There is not enough space here to detail the other ways in which the Court has, insofar as Fourth Amendment issues are concerned, turned itself into a cheerleading section for police (and prosecutors). That the issue of whether a drug dog sniff is a search was even debatable until a few weeks ago, and that even now four members of the Court think that the dog sniff at Jardine's home was not a search, are indications of just how far the Court has veered in favor of the power of the police.
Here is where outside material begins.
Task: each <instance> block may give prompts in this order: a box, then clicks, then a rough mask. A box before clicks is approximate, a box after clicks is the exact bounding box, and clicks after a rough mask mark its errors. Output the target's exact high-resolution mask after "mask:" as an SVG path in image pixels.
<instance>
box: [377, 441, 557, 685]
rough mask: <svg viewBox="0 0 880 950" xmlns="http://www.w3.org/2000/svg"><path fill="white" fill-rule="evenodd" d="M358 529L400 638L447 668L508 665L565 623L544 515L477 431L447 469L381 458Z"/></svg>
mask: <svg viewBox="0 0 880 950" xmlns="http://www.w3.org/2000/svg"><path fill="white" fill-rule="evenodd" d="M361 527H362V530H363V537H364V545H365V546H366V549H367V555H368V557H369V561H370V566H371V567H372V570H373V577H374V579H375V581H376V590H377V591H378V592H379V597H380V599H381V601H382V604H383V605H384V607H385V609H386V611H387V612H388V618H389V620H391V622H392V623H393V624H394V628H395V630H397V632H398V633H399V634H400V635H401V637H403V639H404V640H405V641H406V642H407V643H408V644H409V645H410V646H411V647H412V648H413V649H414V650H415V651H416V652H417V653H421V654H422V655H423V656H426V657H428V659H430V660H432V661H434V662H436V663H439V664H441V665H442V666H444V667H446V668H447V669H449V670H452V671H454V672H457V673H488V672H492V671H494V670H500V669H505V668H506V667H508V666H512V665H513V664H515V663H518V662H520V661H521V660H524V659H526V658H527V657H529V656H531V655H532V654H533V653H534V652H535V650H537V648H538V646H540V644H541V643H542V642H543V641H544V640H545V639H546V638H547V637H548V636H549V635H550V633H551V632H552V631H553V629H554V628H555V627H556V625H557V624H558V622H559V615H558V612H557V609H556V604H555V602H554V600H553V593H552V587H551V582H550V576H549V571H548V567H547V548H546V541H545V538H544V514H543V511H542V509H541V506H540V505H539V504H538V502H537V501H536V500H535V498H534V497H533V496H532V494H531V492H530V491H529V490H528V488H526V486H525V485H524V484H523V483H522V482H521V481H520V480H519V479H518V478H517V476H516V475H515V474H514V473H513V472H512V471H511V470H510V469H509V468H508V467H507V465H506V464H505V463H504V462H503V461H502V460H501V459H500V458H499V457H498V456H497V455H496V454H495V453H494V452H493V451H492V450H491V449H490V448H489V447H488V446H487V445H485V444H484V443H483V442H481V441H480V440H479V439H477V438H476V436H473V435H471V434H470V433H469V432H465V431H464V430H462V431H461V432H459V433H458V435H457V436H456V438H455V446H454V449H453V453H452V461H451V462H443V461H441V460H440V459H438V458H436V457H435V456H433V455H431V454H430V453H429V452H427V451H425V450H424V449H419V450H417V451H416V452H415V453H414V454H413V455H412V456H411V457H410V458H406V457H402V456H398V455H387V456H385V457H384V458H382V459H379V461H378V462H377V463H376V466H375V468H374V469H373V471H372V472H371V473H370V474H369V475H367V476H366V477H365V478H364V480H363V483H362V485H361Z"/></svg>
It is because of the Court's abdication of its function of upholding and defending the Fourth Amendment that we see American police today engaging in a plethora of alarming activities—the abusive or unnecessary SWAT raids, the violent no-knock entries into residences, the detonation of explosive devices (euphemistically called "flash-bangs"), and the painful, dangerous and sometimes fatal taserings of Americans who have committed minor offenses or who have done nothing more than fail to obey a policeman's verbal order. These sinister developments, manifestations of the nationwide militarization of our police forces and the transformation of police officers into warrior cops dressed like Darth Vader, would never have occurred if the Court had been guarding rather than gutting the Fourth Amendment. No wonder law review articles examining the Court's search and seizure decisions have such titles as The Incredibly Shrinking Fourth Amendment or The Court That Devoured the Fourth Amendment.
Jardines, like the Kyllo and Jones decisions, is therefore a welcome exception to the Court's pattern of relaxing Fourth Amendment restrictions on police conduct. For this reason alone it is an important decision. It will be even more important if it should initiate a series of pro-Fourth Amendment decisions by the Court, decisions that transform a failing, faltering Fourth Amendment into a flourishing one. But to expect that the current Court will cease curtailing Fourth Amendment protections and will begin siding more with the citizen than the police may be as unrealistic as Hollywood endings.
Donald E. Wilkes, Jr. is Professor Emeritus in the University of Georgia School of Law.